İnternetten bulabileceğiniz sağlık kuruluşlarının güvenilir yazılarını okuyabilirsiniz. Depresyon tanı kriterlerini kendinizde sorgulayabilirsiniz. Yine hemen bulabileceğiniz Beck Depresyon Ölçeği'ni doldurabilir, yönergede belirtildiği şekilde puanınızı hesaplayabilir, skalanın neresinde durduğunuzu öğrenebilirsiniz. (Puanınız beklediğinizden yüksek çıkarsa endişe etmeyin, bu ölçeklerin yanılma payları vardır, önemli olan sizin kendinizi nasıl hissettiğinizdir.
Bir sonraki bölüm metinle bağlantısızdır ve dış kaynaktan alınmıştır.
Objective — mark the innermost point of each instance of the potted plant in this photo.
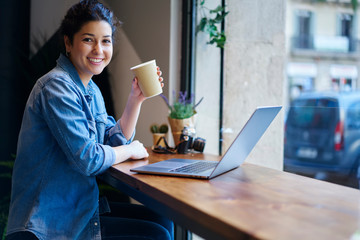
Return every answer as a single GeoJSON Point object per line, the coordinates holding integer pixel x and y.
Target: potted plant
{"type": "Point", "coordinates": [158, 133]}
{"type": "Point", "coordinates": [182, 114]}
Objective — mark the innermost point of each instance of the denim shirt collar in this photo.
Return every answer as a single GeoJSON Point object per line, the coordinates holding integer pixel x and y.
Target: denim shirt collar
{"type": "Point", "coordinates": [65, 63]}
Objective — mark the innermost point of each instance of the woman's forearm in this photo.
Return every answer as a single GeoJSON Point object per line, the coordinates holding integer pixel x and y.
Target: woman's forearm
{"type": "Point", "coordinates": [130, 116]}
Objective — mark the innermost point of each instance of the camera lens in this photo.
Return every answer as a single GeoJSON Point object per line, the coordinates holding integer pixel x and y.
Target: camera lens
{"type": "Point", "coordinates": [199, 144]}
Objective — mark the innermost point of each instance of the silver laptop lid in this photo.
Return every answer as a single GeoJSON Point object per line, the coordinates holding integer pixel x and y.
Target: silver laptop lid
{"type": "Point", "coordinates": [246, 139]}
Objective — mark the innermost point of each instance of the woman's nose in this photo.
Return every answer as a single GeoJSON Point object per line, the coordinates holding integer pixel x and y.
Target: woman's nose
{"type": "Point", "coordinates": [97, 48]}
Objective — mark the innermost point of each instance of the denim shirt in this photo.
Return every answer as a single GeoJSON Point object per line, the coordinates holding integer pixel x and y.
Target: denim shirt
{"type": "Point", "coordinates": [64, 142]}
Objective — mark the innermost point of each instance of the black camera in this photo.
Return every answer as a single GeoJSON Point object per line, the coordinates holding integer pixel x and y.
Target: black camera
{"type": "Point", "coordinates": [189, 142]}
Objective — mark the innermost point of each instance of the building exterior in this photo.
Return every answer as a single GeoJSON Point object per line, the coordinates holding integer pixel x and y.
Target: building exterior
{"type": "Point", "coordinates": [322, 46]}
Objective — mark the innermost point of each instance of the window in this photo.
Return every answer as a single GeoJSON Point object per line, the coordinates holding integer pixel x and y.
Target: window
{"type": "Point", "coordinates": [303, 34]}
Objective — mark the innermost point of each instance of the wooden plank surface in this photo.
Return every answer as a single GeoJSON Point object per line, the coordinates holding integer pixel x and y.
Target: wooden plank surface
{"type": "Point", "coordinates": [251, 202]}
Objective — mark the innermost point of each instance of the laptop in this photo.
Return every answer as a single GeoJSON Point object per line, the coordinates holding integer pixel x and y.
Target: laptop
{"type": "Point", "coordinates": [236, 154]}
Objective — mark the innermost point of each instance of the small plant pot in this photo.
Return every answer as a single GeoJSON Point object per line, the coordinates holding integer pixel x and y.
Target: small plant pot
{"type": "Point", "coordinates": [157, 136]}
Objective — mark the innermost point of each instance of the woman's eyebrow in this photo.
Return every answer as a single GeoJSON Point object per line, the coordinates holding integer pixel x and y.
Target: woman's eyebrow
{"type": "Point", "coordinates": [93, 35]}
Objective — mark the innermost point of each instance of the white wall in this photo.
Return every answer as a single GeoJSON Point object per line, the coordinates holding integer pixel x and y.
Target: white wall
{"type": "Point", "coordinates": [207, 85]}
{"type": "Point", "coordinates": [254, 72]}
{"type": "Point", "coordinates": [46, 17]}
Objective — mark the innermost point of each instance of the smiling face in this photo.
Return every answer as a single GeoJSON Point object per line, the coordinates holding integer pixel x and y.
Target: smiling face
{"type": "Point", "coordinates": [91, 49]}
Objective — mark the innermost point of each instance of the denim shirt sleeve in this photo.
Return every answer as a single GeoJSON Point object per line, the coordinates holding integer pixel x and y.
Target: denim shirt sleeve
{"type": "Point", "coordinates": [63, 110]}
{"type": "Point", "coordinates": [114, 135]}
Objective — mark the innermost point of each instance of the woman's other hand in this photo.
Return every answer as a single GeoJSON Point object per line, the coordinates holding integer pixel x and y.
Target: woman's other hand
{"type": "Point", "coordinates": [135, 150]}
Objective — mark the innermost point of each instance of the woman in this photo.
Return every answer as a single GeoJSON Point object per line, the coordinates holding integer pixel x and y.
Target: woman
{"type": "Point", "coordinates": [67, 138]}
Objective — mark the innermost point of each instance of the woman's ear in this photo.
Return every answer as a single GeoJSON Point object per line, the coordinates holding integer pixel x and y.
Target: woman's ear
{"type": "Point", "coordinates": [67, 44]}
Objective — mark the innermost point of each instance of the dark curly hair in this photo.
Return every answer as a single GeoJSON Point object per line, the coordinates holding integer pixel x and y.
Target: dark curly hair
{"type": "Point", "coordinates": [84, 12]}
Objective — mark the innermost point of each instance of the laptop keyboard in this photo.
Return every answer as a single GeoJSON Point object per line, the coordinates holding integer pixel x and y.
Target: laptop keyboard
{"type": "Point", "coordinates": [196, 167]}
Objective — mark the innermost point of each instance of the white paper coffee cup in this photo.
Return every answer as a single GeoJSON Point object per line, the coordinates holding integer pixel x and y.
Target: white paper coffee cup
{"type": "Point", "coordinates": [148, 79]}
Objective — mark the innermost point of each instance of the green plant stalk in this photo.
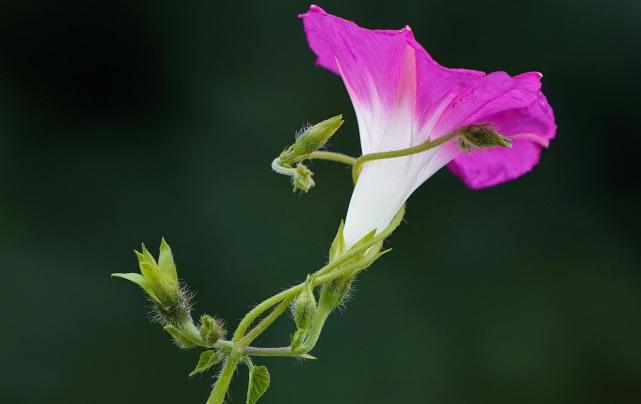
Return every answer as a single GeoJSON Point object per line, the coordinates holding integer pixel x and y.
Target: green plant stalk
{"type": "Point", "coordinates": [427, 145]}
{"type": "Point", "coordinates": [221, 386]}
{"type": "Point", "coordinates": [331, 156]}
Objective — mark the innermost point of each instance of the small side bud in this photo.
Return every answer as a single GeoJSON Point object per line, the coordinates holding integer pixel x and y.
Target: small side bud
{"type": "Point", "coordinates": [302, 178]}
{"type": "Point", "coordinates": [304, 306]}
{"type": "Point", "coordinates": [316, 136]}
{"type": "Point", "coordinates": [211, 330]}
{"type": "Point", "coordinates": [481, 136]}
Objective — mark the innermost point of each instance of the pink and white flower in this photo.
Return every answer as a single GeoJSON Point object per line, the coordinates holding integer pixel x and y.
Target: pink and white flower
{"type": "Point", "coordinates": [402, 97]}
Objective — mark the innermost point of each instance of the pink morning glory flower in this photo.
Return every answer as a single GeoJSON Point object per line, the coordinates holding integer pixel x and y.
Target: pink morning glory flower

Ne kadar işlevsel bir şekilde düşünce ve davranışa odaklanabildiğinizdir.) 

Son zamanlarda kendinizde fazladan bir yorgunluk, kronikleşmeye yüz tutan ağrılar, gerginlik, endişeli düşünceler vs. görüyorsanız yukarıda dediğim gibi Risk Yönetiminizi yapmaya başlayın ve hastalanmayı beklemeyin. Ancak klinik tablonuz daha ağırsa mutlaka öncelikle bir psikiyatriste başvurun. Hekim olan psikiyatrislerin kapsayıcı ruhsal durum muayeneleri sonucunda tanı alabilirsiniz. Diğer bütün fiziksel hastalıklar elendikten sonra psikiyatrik tanı konulabilir, bunu da sadece hekimler yapabilir, bunu unutmayın. 

Ağır klinik tablonuz yoksa ancak yaşam alanlarınızın etkilenmeye başladığını fark ediyorsanız bir ruh sağlığı uzmanı aramaya başlamanız yerinde olur. 

Depresyonla ilgili olarak genel bilgiler vermeye çalıştığım bu yazı umarım okuduğunuza değmiştir, sevgilerimle.